Akşam arkadaşlarımla görüntülü konuşma yaparken hepsinin yüzüne sanki ilk kez görüyormuşum gibi baktım; bana karşı tavırları, içten sohbetleri, şakaları… Ciddi oldukları zamanlarda bile yüzlerinden bana doğru akan bir sevgi huzmesi vardı. Sevdiklerim bana hep dünyada eşi benzeri bulunmaz bir varlıkmışım gibi baktığı için şükrettim. Peki bana kimler böyle bakmıyordu da ben kendimi kendimle ilgili mutsuz hissetmiştim ki? Konuşmamız bittikten sonra sessizce odama gidip gardrobumu açtım, iç kapağına monte ettiğim aynaya gözlerimi diktim ve gözlerimin en içine odaklandım, sanki aynadaki aksimden ruhumun ta içine bir bağlantı kuruyormuşum gibi hayal ettim ve düşüncelere daldım.
O sürede beni mutsuz eden şeyin hiçbir zaman görüntümle ilgili olmadığını fark ettim; çünkü ben her halimle güzeldim, her halimle sevilmeye değerdim, çokça değer veren ve çokça değer gören bir insandım. Şanslıydım yani.
Beni mutsuz eden şey üçüncü kattaki evime elektrikler kesilip de asansör çalışmadığında her merdiven arasında dinlenerek “tırmanmak” zorunda kalmaktı, Pamukkale’ye gittiğimde çok merak ettiğim halde tepedeki amfi tiyatroya aşırı yorulduğum ve nefesim kesildiği için çıkamamaktı, yarım saatlik kısa bir yürüyüş yaptığımda bile nefes nefese kalıp hemen bir yerlere oturma ihtiyacı hissetmemdi.
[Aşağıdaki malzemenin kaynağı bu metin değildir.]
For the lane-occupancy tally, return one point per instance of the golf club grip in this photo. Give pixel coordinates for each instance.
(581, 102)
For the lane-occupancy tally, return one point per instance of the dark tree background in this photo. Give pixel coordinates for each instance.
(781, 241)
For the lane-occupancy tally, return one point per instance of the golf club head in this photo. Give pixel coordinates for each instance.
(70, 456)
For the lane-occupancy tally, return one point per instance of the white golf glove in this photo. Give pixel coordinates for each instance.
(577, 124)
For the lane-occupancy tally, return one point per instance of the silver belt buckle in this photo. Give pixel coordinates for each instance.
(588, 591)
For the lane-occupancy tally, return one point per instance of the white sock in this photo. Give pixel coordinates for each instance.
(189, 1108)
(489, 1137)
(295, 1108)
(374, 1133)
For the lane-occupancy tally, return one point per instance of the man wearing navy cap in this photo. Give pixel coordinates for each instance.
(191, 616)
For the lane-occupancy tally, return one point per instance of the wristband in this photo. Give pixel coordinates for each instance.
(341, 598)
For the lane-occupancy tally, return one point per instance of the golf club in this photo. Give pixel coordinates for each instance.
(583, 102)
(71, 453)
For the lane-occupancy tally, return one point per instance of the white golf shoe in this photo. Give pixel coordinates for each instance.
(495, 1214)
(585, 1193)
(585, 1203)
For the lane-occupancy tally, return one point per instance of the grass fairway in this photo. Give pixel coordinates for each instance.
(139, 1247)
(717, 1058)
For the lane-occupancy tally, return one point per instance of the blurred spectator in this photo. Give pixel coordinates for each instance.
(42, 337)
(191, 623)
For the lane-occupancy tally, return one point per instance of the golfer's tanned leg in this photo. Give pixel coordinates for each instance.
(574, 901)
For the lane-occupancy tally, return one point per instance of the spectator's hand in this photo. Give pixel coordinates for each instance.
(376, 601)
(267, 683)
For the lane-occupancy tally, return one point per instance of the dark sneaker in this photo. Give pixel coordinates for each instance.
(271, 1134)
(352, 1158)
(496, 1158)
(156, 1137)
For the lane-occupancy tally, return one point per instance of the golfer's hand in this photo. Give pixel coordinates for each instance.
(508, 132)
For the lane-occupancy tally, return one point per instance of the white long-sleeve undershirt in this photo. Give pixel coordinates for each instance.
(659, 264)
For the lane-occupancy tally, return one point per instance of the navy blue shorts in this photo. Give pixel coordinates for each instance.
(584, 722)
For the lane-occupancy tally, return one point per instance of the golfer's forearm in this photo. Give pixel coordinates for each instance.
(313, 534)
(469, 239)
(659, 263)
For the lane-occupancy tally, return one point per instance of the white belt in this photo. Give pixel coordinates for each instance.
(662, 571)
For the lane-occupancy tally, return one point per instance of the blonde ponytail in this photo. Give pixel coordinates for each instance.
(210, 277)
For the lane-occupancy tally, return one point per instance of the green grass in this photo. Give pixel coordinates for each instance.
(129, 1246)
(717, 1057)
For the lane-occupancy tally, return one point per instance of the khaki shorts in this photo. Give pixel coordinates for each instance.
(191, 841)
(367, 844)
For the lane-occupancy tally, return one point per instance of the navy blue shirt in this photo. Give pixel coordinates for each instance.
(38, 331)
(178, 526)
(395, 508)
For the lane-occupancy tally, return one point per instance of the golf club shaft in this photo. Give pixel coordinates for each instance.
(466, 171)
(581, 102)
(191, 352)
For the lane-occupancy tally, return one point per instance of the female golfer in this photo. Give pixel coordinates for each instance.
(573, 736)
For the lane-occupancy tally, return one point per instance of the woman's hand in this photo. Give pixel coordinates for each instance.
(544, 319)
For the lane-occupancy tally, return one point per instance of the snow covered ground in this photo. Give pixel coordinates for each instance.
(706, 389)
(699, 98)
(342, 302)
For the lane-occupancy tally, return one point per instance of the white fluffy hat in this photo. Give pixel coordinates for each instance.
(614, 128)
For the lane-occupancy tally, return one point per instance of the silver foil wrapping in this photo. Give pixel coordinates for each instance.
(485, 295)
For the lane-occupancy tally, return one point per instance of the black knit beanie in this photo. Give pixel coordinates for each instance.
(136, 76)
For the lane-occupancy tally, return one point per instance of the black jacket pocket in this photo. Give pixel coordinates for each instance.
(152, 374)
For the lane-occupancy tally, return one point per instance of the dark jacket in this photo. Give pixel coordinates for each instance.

Yani mutsuzluğumun sebebi yaşam tarzımdı. Sorunumu tespit ettikten sonra hala aynada bana bakan ışığı gitmiş bir çift göze söz verdim; “Seneye yıl sonu fotoğrafı çekilirken bugün aldığım pantolonun daha küçük bedenini giyiyor olacağım, çünkü hayat tarzımı değiştireceğim.”
Zaten filmlerde de böyledir ya, sorun göz önüne serildikten sonra olaylar çözülüverir kendiliğinden… Yüzünüzü nereye dönerseniz, döndüğünüz yeri görürsünüz; basit! Benim de karşıma biraz araştırma sonucu harika bir danışman ve hatta Türkiye’de yaşasaydı kahveye falan davet edeceğim tatlı bir yol arkadaşı çıktı. Bu konuyu özellikle belirtiyorum çünkü eski ben asla ve asla böyle bir konuda yardım istemezdi; kendi konfor alanımın dışına çıkmaya gönüllü oluşumun bir sembolüydü yardım istemek benim için. Yol haritamı belirledim ve hayatımı yaşamaya bu haritadaki konulara da dikkat ederek devam ettim.
Tam altı ayın sonunda, kendi iç muhakememi yaptığımın ertesi günü gidip 38 bedeni ile değiştirdiğim pantolonumla yürüyüşe çıktım ve neredeyse iki saat hiç durmadan yürüdüm hızlı hızlı. Yanınızdan geçtiğinde “Neden gülüyor bu kız kendi kendine acaba?” diye düşündüğünüz kız bendim…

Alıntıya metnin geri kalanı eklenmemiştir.